I have large sets of 3D data consisting of 1D signals acquired in 2D space. The first step in processing this data is thresholding all signals to find the arrival of a high-amplitude pulse. This pulse is present in all signals and arrives at different times. After thresholding, the 3D data set should be reordered so that every signal starts at the arrival of the pulse and what came before is thrown away (the end of the signals is of no importance, as of now i concatenate zeros to the end of all signals so the data remains the same size).
Now, I have implemented this in the following manner:
First, i start by calculating the sample number of the first sample exceeding the threshold in all signals
M = randn(1000,500,500); % example matrix of realistic size
threshold = 0.25*max(M(:,1,1)); % 25% of the maximum in the first signal as threshold
[~,index] = max(M>threshold); % indices of first sample exceeding threshold in all signals
Next, I want all signals to be shifted so that they all start with the pulse.

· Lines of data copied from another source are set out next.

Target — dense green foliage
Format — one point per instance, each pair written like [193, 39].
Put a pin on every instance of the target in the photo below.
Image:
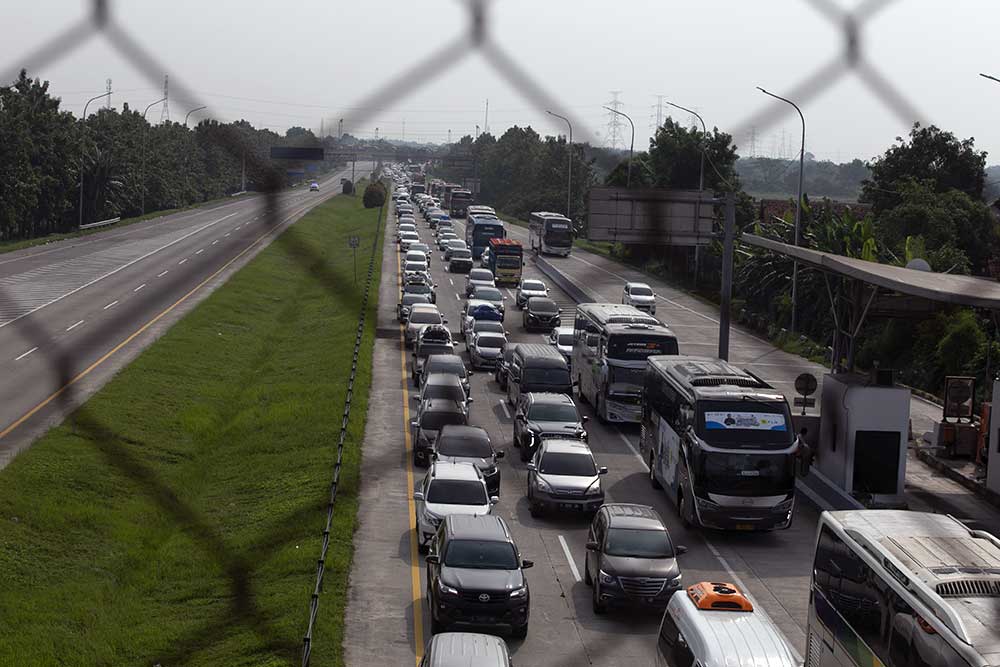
[186, 531]
[129, 166]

For now, I have implemented it this way:
outM = zeros(size(M)); % preallocation for speed
for i = 1:size(M,2)
for j = 1:size(M,3)
outM(1:size(M,1)+1-index(1,i,j),i,j) = M(index(1,i,j):end,i,j);
end
end
This works fine, and i know for-loops are not that slow anymore, but this easily takes a few seconds for the datasets on my machine. A single iteration of the for-loop takes about 0.05-0.1 sec, which seems slow to me for just copying a vector containing 500-2000 double values.
Therefore, I have looked into the best way to tackle this, but for now I haven't found anything better. I have tried several things: 3D masks, linear indexing, and parallel loops (parfor).
for 3D masks, I checked to see if any improvements are possible. Therefore i first contruct a logical mask, and then compare the speed of the logical mask indexing/copying to the double nested for loop.
%% set up for logical mask copying
AA = logical(ones(500,1)); % only copy the first 500 values after the threshold value
Mask = logical(zeros(size(M)));
Jepla = zeros(500,size(M,2),size(M,3));
for i = 1:size(M,2)
for j = 1:size(M,3)
Mask(index(1,i,j):index(1,i,j)+499,i,j) = AA;
end
end
%% speed comparison
tic
Jepla = M(Mask);
toc
tic
for i = 1:size(M,2)
for j = 1:size(M,3)
outM(1:size(M,1)+1-index(1,i,j),i,j) = M(index(1,i,j):end,i,j);
end
end
toc
The for-loop is faster every time, even though there is more that's copied.
Next, linear indexing.
%% setup for linear index copying
%put all indices in 1 long column
LongIndex = reshape(index,numel(index),1);
% convert to linear indices and store in new variable
linearIndices = sub2ind(size(M),LongIndex,repmat(1:size(M,2),1,size(M,3))',repelem(1:size(M,3),size(M,2))');
% extend linear indices with those of all values to copy
k = zeros(numel(M),1);
count = 1;
for i = 1:numel(LongIndex)
values = linearIndices(i):size(M,1)*i;
k(count:count+length(values)-1) = values;
count = count + length(values);
end
k = k(1:count-1);
% get linear indices of locations in new matrix
l = zeros(length(k),1);
count = 1;
for i = 1:numel(LongIndex)
values = repelem(LongIndex(i)-1,size(M,1)-LongIndex(i)+1);
l(count:count+length(values)-1) = values;
count = count + length(values);
end
l = k-l;
% create new matrix
outM = zeros(size(M));
%% speed comparison
tic
outM(l) = M(k);
toc
tic
for i = 1:size(M,2)
for j = 1:size(M,3)
outM(1:size(M,1)+1-index(1,i,j),i,j) = M(index(1,i,j):end,i,j);
end
end
toc
Again, the alternative approach, linear indexing, is (a lot) slower. After this failed, I learned about parallelisation, and though this would for sure speed up my code. By reading some of the documentation around parfor and trying it out a bit, I changed my code to the following:
gcp;
outM = zeros(size(M));
inM = mat2cell(M,size(M,1),ones(size(M,2),1),size(M,3));
tic
parfor i = 1:500
for j = 1:500
outM(:,i,j) = [inM{i}(index(1,i,j):end,1,j);zeros(index(1,i,j)-1,1)];
end
end
end
toc
I changed it so that "outM" and "inM" would both be sliced variables, as I read this is best. Still this is very slow, a lot slower than the original for loop.
So now the question, should I give up on trying to improve the speed of this operation? Or is there another way in which to do this? I have searched a lot, and for now do not see how to speed this up. Sorry for the long question, but I wanted to show what I tried. Thank you in advance!